I want to work on permission based malware detection on android.My questions are: 1. how to extract permission features from androidmanifest.xml ? 2.how to create arff file by python using those extracted features?
Personally, I use Androguard to extract Permissions from Android Apps.
For 2., I don't know of any tool other than Weka to produce (sparse) ARFF files. Though, the Arff format is rather simple, so writing a custom CSV to Sparse ARFF converter in python is just a matter of a few dozens lines of code.
A small note: To me, the only use of ARFF is that, once loaded in Weka, it takes less memory space than the same data in a CSV format. (The CSV loader in Weka is /slightly/ inefficient). If you plan to work only on permissions, whose number is fairly small, you'll have small-enough datafiles that they'll fit into Weka's memory whatever the format.

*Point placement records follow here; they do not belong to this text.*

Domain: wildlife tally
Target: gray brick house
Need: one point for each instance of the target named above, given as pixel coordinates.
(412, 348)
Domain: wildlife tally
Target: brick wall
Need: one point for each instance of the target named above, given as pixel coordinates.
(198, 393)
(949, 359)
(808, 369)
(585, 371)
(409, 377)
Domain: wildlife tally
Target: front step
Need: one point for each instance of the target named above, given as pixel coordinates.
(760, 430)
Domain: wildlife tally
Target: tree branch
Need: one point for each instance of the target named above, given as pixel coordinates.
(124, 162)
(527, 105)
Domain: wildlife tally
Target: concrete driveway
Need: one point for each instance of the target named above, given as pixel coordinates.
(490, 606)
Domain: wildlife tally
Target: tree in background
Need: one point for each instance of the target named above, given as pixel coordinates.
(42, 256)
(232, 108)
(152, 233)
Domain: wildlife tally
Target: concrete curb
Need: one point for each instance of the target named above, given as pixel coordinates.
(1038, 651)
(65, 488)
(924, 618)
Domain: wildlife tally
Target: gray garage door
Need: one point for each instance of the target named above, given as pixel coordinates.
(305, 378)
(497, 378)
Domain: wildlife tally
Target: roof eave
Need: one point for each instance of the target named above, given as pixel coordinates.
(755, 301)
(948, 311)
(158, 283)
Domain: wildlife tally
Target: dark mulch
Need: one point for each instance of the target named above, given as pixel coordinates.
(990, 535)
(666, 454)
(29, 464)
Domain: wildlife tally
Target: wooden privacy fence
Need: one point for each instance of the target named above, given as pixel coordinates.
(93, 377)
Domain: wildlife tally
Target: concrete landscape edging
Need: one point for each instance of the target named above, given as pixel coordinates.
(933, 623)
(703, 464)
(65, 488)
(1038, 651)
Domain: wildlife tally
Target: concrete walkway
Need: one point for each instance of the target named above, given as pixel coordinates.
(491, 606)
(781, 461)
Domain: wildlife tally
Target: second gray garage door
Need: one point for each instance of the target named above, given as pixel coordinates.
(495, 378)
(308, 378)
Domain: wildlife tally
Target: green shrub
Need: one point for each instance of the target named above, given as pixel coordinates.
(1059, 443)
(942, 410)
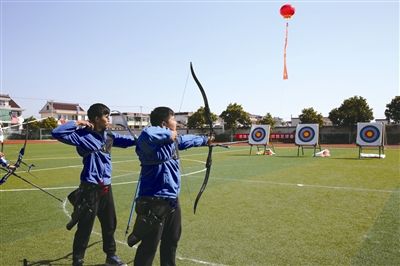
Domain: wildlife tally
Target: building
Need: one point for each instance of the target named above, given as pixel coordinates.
(134, 120)
(295, 121)
(10, 111)
(62, 111)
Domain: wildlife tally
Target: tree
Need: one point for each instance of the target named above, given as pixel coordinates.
(198, 119)
(352, 110)
(268, 120)
(392, 111)
(234, 116)
(309, 115)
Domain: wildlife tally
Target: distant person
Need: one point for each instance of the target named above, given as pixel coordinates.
(94, 196)
(157, 205)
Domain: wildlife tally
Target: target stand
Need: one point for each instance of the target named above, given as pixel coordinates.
(307, 136)
(371, 135)
(259, 137)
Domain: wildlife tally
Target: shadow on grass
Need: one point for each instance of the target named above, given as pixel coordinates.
(64, 260)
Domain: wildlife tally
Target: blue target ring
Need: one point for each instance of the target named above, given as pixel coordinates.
(306, 134)
(370, 134)
(258, 134)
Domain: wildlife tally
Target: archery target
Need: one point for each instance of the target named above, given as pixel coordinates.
(369, 134)
(259, 134)
(307, 134)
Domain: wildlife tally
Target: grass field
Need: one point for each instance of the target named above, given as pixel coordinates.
(256, 210)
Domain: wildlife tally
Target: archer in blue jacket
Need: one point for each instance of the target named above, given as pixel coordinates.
(94, 195)
(157, 206)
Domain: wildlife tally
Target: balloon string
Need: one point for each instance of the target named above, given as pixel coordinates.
(285, 75)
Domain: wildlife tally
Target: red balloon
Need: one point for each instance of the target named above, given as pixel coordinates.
(287, 11)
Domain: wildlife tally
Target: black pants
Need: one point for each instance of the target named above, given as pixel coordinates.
(169, 235)
(102, 206)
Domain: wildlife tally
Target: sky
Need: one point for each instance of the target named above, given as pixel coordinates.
(135, 55)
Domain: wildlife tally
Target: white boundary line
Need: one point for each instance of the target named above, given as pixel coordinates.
(305, 185)
(64, 208)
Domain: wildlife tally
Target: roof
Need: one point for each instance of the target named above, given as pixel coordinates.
(66, 106)
(12, 103)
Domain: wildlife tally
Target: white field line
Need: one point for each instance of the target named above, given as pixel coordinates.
(126, 245)
(311, 186)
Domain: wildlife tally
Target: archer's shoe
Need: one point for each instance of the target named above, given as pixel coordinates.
(114, 261)
(77, 262)
(132, 240)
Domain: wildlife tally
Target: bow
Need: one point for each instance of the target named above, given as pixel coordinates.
(210, 147)
(17, 164)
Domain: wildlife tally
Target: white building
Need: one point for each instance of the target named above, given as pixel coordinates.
(62, 111)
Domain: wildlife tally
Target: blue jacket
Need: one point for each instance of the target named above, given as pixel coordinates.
(95, 149)
(160, 173)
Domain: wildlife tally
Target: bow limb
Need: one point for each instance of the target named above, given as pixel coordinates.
(210, 147)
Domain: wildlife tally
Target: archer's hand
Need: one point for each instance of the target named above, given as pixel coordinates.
(84, 123)
(174, 134)
(210, 140)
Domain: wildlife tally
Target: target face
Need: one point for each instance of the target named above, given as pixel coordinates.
(259, 134)
(307, 134)
(369, 134)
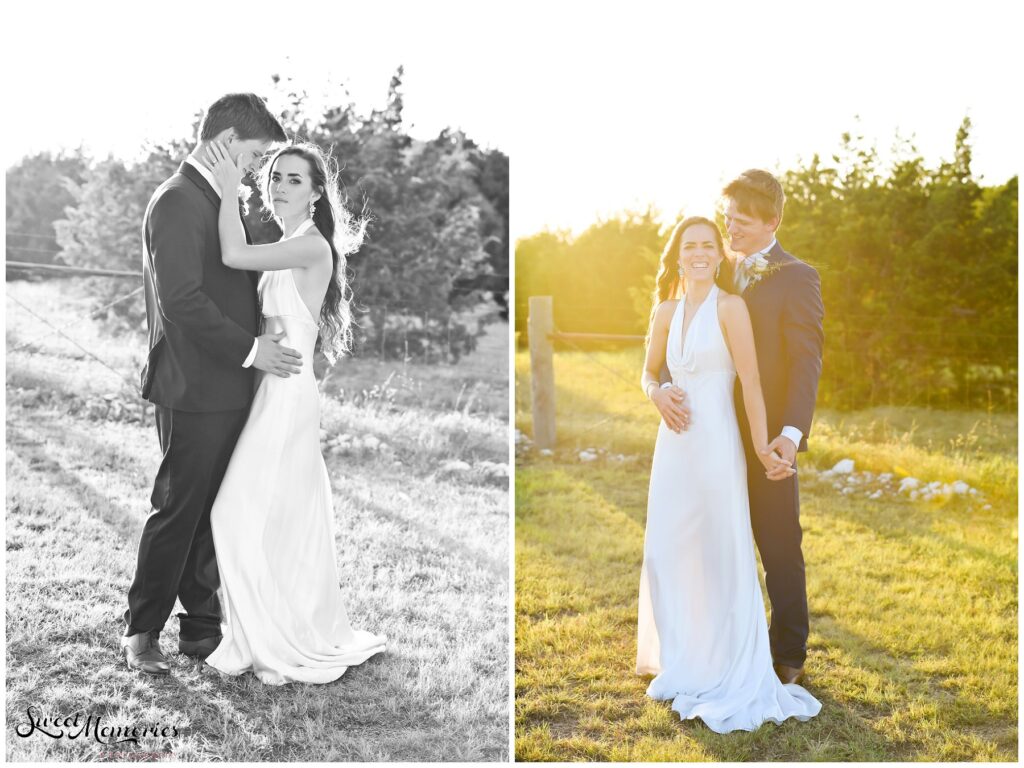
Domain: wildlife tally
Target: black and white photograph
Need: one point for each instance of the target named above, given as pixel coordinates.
(257, 367)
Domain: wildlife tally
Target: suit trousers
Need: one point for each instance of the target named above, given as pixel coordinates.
(176, 557)
(775, 521)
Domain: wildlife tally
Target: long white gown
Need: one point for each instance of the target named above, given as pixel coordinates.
(701, 626)
(273, 525)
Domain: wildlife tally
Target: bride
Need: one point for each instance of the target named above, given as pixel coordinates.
(272, 520)
(701, 628)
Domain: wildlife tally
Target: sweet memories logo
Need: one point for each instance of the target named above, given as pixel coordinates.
(73, 727)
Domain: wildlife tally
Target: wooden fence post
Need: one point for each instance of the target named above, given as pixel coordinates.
(541, 325)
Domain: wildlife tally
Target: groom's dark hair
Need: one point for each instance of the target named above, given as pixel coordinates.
(247, 114)
(758, 194)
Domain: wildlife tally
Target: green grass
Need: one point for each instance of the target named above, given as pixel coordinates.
(912, 648)
(422, 555)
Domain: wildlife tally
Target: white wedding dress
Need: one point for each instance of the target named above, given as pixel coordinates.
(701, 627)
(273, 524)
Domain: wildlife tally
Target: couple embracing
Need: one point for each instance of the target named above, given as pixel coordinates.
(729, 339)
(242, 502)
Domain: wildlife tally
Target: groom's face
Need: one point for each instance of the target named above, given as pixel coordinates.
(747, 232)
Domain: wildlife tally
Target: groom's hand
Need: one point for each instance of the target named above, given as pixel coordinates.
(784, 448)
(669, 402)
(276, 358)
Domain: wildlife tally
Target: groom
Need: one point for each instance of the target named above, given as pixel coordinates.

Also, you'll have to define more precisely what you want as features. Just the request of a permission (i.e., a boolean) ? All permissions ("Official" ? or also specific?), etc
The structure for declaring permission in the AndroidManifest.xml file is shown here:
In this way, there are several strings that are used for declaring the permission us-age of the different Android applications, such as android.permission.CAMERA or android.permission.SENDSMS. I want to extract such permission. Should it be extracted as boolean or in original form? I finally want to convert those permission into ARFF file so that it can be used in classification by Weka.
Please suggest me that how i will extract permission through Androguard and how those permission can be provided to my python script as input? Then hopefully using python i will be able to convert them into ARFF.
i want to classify any apk based on permission(request of a permission) features using weka.So arff file has to be created..Can you suggest me the steps?
i understand at first i need to extracted permission from individual manifest.xml using Androguard.How can i combines permissions of multiple apk to a single arff file?